MTV: Unless Michael Bay calls with a lot of cash?
MF: This is something I think about a lot. Having integrity really does preoccupy me. If you relax about something, to what extent are you selling out? I do want to keep working. I'm just negotiating myself through that now really. It's an ongoing process because my general default setting is hostility.
MTV: Are your agents on board with this philosophy?

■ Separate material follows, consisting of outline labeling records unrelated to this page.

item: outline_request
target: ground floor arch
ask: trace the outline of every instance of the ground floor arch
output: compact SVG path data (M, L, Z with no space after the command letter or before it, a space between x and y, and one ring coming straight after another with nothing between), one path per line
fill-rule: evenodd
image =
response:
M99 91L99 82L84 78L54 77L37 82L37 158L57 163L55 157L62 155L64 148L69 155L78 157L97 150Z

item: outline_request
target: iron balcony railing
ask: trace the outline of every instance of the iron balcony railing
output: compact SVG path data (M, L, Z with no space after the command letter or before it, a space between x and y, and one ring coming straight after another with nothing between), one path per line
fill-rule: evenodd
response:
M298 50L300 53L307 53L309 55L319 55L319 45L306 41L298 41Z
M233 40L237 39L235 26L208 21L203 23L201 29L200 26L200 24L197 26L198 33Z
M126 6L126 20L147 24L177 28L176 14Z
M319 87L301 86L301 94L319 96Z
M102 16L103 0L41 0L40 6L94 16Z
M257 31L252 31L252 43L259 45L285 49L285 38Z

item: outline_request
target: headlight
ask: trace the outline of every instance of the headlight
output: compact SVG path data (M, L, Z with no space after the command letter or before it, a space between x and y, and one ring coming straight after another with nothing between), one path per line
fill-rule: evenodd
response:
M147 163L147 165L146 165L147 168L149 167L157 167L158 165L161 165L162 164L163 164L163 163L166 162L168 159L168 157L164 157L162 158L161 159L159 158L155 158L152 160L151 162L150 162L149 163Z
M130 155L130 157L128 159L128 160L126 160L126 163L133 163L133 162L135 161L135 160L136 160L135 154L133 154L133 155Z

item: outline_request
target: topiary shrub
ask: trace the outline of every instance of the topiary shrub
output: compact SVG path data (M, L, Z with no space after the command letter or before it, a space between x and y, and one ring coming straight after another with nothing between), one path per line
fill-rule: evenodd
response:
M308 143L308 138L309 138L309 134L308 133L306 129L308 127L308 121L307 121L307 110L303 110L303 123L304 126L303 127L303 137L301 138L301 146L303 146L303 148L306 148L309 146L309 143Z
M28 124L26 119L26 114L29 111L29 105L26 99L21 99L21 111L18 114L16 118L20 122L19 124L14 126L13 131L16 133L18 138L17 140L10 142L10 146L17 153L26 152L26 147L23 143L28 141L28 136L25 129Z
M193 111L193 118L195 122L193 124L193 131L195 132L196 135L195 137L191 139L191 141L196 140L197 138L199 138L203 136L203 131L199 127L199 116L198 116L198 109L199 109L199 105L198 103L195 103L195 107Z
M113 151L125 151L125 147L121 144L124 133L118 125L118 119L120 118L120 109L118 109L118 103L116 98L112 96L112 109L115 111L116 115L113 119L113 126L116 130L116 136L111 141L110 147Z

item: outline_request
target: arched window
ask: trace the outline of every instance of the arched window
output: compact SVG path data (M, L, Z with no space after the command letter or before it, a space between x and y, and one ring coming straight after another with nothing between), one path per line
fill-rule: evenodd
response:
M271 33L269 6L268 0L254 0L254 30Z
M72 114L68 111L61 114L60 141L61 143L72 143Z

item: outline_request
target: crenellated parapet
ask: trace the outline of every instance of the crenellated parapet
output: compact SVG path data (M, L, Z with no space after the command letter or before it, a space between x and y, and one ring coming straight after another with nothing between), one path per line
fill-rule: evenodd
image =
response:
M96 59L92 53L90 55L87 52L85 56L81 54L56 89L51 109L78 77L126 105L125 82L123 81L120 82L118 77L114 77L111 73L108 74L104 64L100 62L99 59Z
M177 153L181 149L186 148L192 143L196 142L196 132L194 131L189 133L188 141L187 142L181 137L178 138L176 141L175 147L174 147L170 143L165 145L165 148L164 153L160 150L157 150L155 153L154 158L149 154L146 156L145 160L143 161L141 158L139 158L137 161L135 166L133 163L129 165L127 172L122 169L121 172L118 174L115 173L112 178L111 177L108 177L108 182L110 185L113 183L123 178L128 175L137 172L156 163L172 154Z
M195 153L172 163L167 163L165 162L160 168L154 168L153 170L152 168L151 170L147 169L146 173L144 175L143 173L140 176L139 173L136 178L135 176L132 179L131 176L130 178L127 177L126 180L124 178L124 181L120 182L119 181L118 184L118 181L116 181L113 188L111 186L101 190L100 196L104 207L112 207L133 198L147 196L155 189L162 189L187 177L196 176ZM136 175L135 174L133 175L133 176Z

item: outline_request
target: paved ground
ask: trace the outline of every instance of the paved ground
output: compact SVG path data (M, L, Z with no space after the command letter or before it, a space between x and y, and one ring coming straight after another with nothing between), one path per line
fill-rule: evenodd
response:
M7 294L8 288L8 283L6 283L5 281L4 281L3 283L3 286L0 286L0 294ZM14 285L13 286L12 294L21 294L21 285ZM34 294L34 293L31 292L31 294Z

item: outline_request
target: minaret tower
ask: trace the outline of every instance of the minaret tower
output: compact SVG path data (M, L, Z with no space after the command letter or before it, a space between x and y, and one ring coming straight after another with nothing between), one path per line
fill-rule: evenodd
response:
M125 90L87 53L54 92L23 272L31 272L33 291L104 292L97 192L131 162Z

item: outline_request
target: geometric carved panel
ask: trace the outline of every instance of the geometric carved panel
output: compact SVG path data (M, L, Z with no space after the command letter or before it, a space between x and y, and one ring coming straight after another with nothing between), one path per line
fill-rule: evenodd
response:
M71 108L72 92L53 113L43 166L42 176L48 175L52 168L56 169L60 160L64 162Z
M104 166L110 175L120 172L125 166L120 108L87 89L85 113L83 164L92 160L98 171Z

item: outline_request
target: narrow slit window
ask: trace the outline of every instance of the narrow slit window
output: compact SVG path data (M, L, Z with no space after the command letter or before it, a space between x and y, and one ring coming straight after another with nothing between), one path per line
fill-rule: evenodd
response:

MF: I've been with my agent in Britain for six years and the reason I'm with him is we're on a similar wavelength and he knows that I'm going to say no ten times more than I'm going to say yes regardless of things like status and career. I should have been living in American five years ago by the book. Once people saw "The Office," I should have moved. But I just never did. I don't want to hang out there just so someone can ignore me. Life is too short. I want to be doing things I'm actually proud of, not let me do this s--t film that might lead to a slightly less s--t film which at some point will buy me a new swimming pool.
MTV: The question is, is there a breaking point? How much is enough to make you compromise?
MF: I don't know because I haven't found it yet. I'm not Gandhi. I'm not a super good person.
MTV: Even Marlon Brando did "The Island of Dr. Moreau."
MF: I know. But I think he was insane. I think he was actually mental by the time he was 45 in a way that please God I hope I'm not.